ELLA
ELLA copied to clipboard
Training Details
First of all, thanks for the remarkable work! I've a few questions about the training details:
- Batch size and steps of training SD1.5 on 512 res
- Batch size and steps of training SDXL on 512 & 1024 res
- Is 34M training data size necessary? Have you tried training on 0.1M, 1M, 10M oens?
- How is the 100K 1024 res data collected?
- What's the prompt used for data recaption?
Thanks
I am training SDXL ELLA so I can answer a few.
Batch size and steps of training SDXL on 512 & 1024 res
As big as you can get ideally.
Is 34M training data size necessary? Have you tried training on 0.1M, 1M, 10M oens?
34 M is actually maybe too small. I have tried training on smaller amounts and if the concept doesn't exist in your training data the adapter may struggle with reproducing it, see: https://github.com/TencentQQGYLab/ELLA/issues/35
What's the prompt used for data recaption?
You can just use any major mllm like llava 1.6 and "Describe this image in detail".

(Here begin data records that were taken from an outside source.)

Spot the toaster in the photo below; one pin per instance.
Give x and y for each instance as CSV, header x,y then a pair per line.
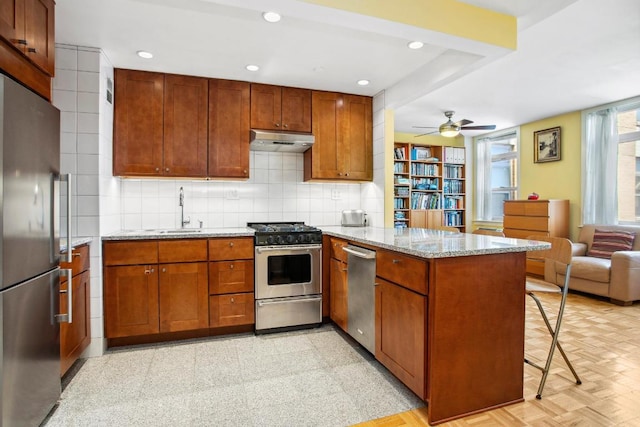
x,y
354,218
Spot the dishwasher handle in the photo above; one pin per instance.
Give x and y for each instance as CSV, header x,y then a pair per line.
x,y
360,252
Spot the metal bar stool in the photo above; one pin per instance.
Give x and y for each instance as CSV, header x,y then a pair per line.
x,y
558,258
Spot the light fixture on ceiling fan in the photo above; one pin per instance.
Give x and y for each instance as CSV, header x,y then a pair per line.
x,y
451,129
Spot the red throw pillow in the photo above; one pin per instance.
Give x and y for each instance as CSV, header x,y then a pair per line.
x,y
605,243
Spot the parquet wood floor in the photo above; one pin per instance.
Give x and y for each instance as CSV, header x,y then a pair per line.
x,y
603,342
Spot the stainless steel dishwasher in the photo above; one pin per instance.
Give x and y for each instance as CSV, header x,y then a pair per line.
x,y
361,275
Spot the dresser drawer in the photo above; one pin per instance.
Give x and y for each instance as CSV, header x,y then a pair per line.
x,y
231,310
529,208
186,250
404,270
130,253
231,248
336,249
227,277
80,260
533,223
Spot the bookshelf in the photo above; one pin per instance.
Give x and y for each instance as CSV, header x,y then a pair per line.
x,y
429,186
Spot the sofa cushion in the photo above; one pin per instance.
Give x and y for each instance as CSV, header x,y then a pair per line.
x,y
591,268
605,243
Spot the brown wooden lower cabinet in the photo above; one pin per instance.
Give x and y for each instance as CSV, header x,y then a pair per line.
x,y
183,292
131,300
401,321
231,310
75,337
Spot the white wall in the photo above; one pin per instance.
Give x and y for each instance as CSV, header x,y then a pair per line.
x,y
79,91
274,192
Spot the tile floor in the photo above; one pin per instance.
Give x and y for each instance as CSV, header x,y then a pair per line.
x,y
316,377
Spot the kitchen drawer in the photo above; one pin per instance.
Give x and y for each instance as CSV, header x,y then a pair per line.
x,y
226,277
130,253
80,260
535,224
402,269
231,310
185,250
524,207
231,249
336,249
522,234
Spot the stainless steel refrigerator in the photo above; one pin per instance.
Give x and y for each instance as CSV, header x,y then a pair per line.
x,y
30,255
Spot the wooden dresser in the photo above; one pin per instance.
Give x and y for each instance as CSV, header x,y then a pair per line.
x,y
523,218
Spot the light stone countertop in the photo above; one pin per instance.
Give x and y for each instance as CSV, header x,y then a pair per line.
x,y
427,243
187,233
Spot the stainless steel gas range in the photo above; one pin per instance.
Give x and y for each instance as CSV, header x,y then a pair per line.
x,y
288,276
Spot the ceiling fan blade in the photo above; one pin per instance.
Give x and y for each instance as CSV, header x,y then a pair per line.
x,y
480,127
463,122
428,133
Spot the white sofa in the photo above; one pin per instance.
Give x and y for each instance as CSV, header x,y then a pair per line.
x,y
617,278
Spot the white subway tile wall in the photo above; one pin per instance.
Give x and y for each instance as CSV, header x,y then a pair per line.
x,y
104,204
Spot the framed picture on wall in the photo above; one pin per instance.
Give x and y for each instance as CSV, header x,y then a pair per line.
x,y
546,145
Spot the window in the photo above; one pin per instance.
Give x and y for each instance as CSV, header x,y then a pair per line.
x,y
611,165
628,126
497,174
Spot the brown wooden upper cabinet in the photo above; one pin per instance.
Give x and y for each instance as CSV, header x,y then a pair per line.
x,y
229,106
160,124
343,149
28,25
280,108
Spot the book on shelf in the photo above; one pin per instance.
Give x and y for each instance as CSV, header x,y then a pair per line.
x,y
453,155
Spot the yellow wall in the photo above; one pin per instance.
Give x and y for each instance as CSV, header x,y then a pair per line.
x,y
554,180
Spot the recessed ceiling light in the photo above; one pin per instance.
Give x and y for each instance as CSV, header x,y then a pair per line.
x,y
271,16
144,54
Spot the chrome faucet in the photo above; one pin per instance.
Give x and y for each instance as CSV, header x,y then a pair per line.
x,y
183,222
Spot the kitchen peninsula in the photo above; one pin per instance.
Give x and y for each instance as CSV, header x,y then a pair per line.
x,y
449,307
449,313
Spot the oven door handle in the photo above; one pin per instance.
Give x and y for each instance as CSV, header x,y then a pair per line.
x,y
262,303
305,249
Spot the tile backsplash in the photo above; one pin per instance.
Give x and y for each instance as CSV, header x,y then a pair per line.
x,y
275,192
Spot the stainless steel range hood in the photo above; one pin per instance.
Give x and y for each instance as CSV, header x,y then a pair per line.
x,y
262,140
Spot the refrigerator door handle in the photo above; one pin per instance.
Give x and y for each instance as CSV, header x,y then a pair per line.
x,y
67,178
68,316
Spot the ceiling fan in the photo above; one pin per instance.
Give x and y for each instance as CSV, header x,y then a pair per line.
x,y
451,129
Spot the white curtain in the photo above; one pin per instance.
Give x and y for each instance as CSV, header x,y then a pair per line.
x,y
483,180
599,167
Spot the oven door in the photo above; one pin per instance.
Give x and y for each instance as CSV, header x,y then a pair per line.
x,y
286,271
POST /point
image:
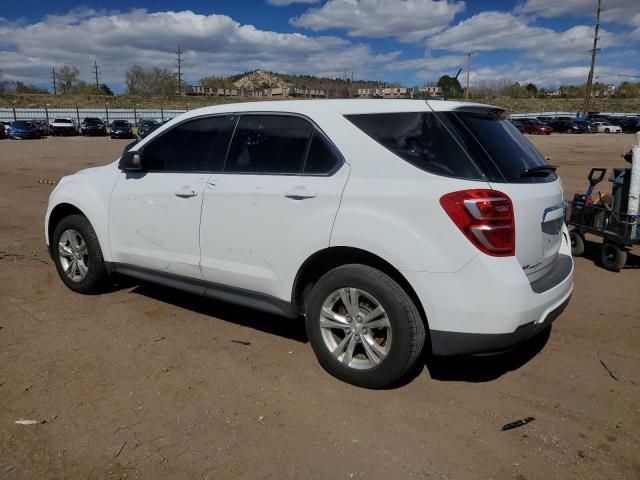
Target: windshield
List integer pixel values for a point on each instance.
(21, 124)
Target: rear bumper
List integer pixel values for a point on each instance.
(457, 343)
(490, 305)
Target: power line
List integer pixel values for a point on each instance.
(96, 70)
(468, 54)
(53, 77)
(587, 97)
(179, 67)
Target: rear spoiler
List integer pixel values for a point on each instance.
(492, 111)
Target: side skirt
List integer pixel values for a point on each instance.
(237, 296)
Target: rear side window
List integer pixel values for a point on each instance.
(322, 157)
(457, 144)
(420, 138)
(269, 144)
(194, 146)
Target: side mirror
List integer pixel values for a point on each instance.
(130, 162)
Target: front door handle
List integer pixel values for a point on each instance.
(300, 194)
(185, 191)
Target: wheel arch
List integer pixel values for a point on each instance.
(59, 212)
(329, 258)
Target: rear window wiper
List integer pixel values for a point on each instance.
(539, 171)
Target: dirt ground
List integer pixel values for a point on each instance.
(144, 382)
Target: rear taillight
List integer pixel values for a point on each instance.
(486, 219)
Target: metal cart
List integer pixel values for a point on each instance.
(615, 227)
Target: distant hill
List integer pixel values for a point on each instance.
(191, 102)
(260, 79)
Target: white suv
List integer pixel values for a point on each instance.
(384, 223)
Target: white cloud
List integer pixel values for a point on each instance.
(406, 20)
(492, 31)
(550, 76)
(284, 3)
(213, 45)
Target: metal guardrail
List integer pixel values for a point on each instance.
(77, 114)
(570, 114)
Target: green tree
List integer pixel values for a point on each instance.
(104, 88)
(532, 89)
(152, 81)
(67, 78)
(450, 86)
(22, 87)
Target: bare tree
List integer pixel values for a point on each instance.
(67, 78)
(3, 83)
(153, 81)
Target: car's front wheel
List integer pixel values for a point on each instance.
(77, 254)
(363, 327)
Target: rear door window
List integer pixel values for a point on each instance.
(322, 157)
(271, 144)
(422, 139)
(193, 146)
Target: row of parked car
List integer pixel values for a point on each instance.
(25, 129)
(544, 125)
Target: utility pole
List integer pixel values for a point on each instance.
(587, 97)
(468, 54)
(179, 66)
(95, 69)
(53, 77)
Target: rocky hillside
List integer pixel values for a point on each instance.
(258, 79)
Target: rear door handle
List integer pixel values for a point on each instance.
(300, 194)
(185, 191)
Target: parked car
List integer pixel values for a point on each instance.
(627, 124)
(23, 129)
(43, 126)
(605, 127)
(535, 127)
(567, 126)
(518, 124)
(387, 225)
(63, 126)
(121, 129)
(93, 126)
(145, 124)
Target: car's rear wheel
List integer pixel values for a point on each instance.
(613, 257)
(363, 327)
(77, 255)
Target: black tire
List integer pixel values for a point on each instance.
(612, 257)
(96, 274)
(577, 243)
(407, 326)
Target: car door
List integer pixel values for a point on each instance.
(272, 206)
(154, 215)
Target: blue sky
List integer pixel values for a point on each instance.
(409, 41)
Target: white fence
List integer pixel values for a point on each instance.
(107, 114)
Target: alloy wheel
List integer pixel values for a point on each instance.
(355, 328)
(74, 255)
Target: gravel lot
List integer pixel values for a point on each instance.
(144, 382)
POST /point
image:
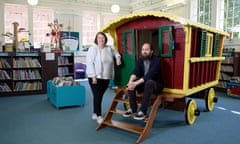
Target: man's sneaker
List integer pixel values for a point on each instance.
(128, 113)
(94, 116)
(99, 120)
(139, 116)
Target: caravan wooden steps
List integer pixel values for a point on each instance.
(143, 131)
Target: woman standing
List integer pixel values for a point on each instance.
(100, 69)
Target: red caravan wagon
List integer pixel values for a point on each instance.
(190, 54)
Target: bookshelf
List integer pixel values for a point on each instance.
(20, 74)
(65, 64)
(61, 65)
(229, 67)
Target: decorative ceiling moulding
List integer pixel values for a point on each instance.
(162, 5)
(32, 2)
(86, 5)
(68, 13)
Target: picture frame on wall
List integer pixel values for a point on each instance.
(69, 41)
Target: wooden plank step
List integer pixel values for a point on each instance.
(117, 111)
(125, 126)
(121, 100)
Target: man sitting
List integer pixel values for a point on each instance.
(146, 78)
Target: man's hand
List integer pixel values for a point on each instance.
(131, 85)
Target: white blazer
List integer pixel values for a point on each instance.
(93, 59)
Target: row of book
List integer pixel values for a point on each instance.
(4, 63)
(226, 68)
(63, 60)
(4, 75)
(4, 87)
(64, 81)
(27, 62)
(228, 60)
(26, 74)
(25, 86)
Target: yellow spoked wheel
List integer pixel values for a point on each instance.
(191, 112)
(126, 105)
(210, 99)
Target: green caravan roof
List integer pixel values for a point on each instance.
(110, 27)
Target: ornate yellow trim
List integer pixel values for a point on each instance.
(193, 90)
(201, 59)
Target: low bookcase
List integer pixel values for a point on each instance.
(65, 96)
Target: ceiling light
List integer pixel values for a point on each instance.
(115, 8)
(33, 2)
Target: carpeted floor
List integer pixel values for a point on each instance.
(33, 120)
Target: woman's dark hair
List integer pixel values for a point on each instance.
(100, 33)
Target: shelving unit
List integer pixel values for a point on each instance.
(62, 64)
(21, 73)
(65, 64)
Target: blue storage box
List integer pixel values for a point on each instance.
(66, 95)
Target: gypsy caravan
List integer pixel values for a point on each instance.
(190, 55)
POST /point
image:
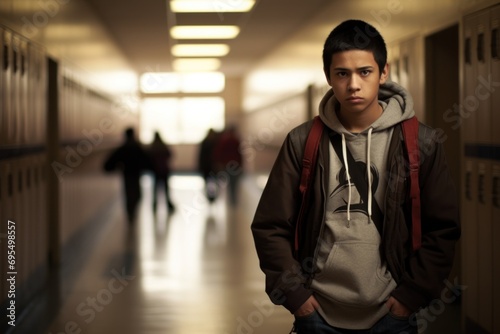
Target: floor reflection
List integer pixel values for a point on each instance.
(193, 270)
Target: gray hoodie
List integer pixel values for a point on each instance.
(352, 283)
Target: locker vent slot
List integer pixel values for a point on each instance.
(480, 47)
(20, 182)
(23, 64)
(467, 51)
(480, 189)
(5, 57)
(28, 178)
(10, 185)
(468, 194)
(496, 192)
(494, 44)
(14, 61)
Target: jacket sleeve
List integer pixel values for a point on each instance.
(427, 269)
(273, 230)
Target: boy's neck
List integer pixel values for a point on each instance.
(357, 123)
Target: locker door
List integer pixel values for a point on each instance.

@AmericanPresidentJimmyCarter Hello, I would appreciate it if you could share your training script and code,thanks a lot!
@AmericanPresidentJimmyCarter Hello, I would appreciate it if you could share your training script and code,thanks a lot!
looks like training scripts are here: https://github.com/DataCTE/ELLA_Training and https://github.com/TencentQQGYLab/ELLA/pull/27
@AmericanPresidentJimmyCarter Hello, I would appreciate it if you could share your training script and code,thanks a lot!
If it ever works well I will release the weights. I don't have anything like the results from the paper so far.